The Death Penalty in America
MY TWO-CENTS’ WORTH
I was writing a short piece about the culture of the death penalty in Japan when I realized it needed this preliminary opinion piece.
In a general sense, I have never seen much “value” in the death penalty. I don’t think it has a deterrent effect on capital crimes, death row is very expensive in the United States, and capital punishment includes killing the innocent and wrongly convicted. It also seems like revenge writ large, and if you follow the moral in Aeschylus’s play Oresteia, revenge is a primitive path that spawns endless cycles of revenge. Thus, revenge killing perpetuates a problem rather than solving it. Some people seem to relish revenge, but others quickly discover its hollowness.
Some historic organized crime families could easily verify the “endless cycle” dynamic when it comes to inter-generational killings. In the 1972 film, The Godfather, Michael Corleone (Al Pacino) asks why there are no men in the Sicilian village where he is hiding from his enemies.

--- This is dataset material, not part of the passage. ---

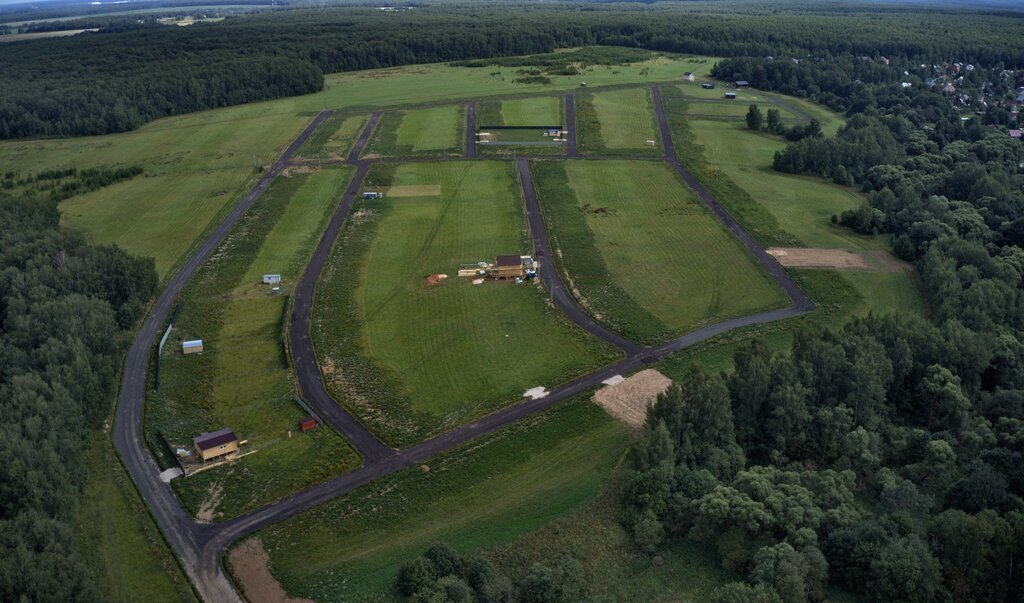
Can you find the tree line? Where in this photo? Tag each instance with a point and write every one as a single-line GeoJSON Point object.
{"type": "Point", "coordinates": [119, 78]}
{"type": "Point", "coordinates": [66, 309]}
{"type": "Point", "coordinates": [885, 457]}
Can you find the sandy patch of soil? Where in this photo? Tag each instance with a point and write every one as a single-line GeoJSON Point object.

One of his bodyguards responds, “They’re all dead from vendettas.” And such vendettas tend to go on and on, until family members no longer personally remember the origin of the feud.
In 1978, my best friend Nick was violently murdered. He left behind four children and a fifth on the way. Needless to say, this was a tremendous tragedy for a great many people. Nick’s mother died shortly thereafter, years before her time, partially (we all believed) from a broken heart. In the middle of this tragedy, some people talked (all talk) of killing the murderer. My response at the time? I said, “If it would bring Nick back, I’d go do the killing right now.” Instead, knowledge that I had lost my best friend, someone who had redirected my life in such profoundly positive ways (possibly literally saving it), was all-consuming. I was already a skinny young man, but I began losing weight.
A few decades later one of Nick’s grown sons told me that his father’s murderer had been dead for many years after having drunk himself to death before the age of fifty. I’m just going to assume that the murderer regretted the momentary rage that led to his horrible deed. Killing someone is not like “in the movies.” Most people (we hope) would find great difficulty in living with the knowledge of taking another’s life, especially if it happened in a moment of anger. Whoever penned the “Seven Deadly Sins” probably had this sort of anger in mind, not the “righteous anger” Aristotle discussed with more detail and depth. Or indeed, as Eiji Yoshikawa’s Zen monk character Takuan said, “A real man’s anger is an expression of moral indignation,” and not merely an expression of “personal malice.”
Murder motivated by personal malice is generally the sort that does not merit the death penalty, simply because the death penalty would be too good for the killer. Let the perpetrator suffer. Let him contemplate his mistake for the rest of his life. This is an extremely unoriginal idea, but it is also an implicit reason why some prisoners are put on suicide watch.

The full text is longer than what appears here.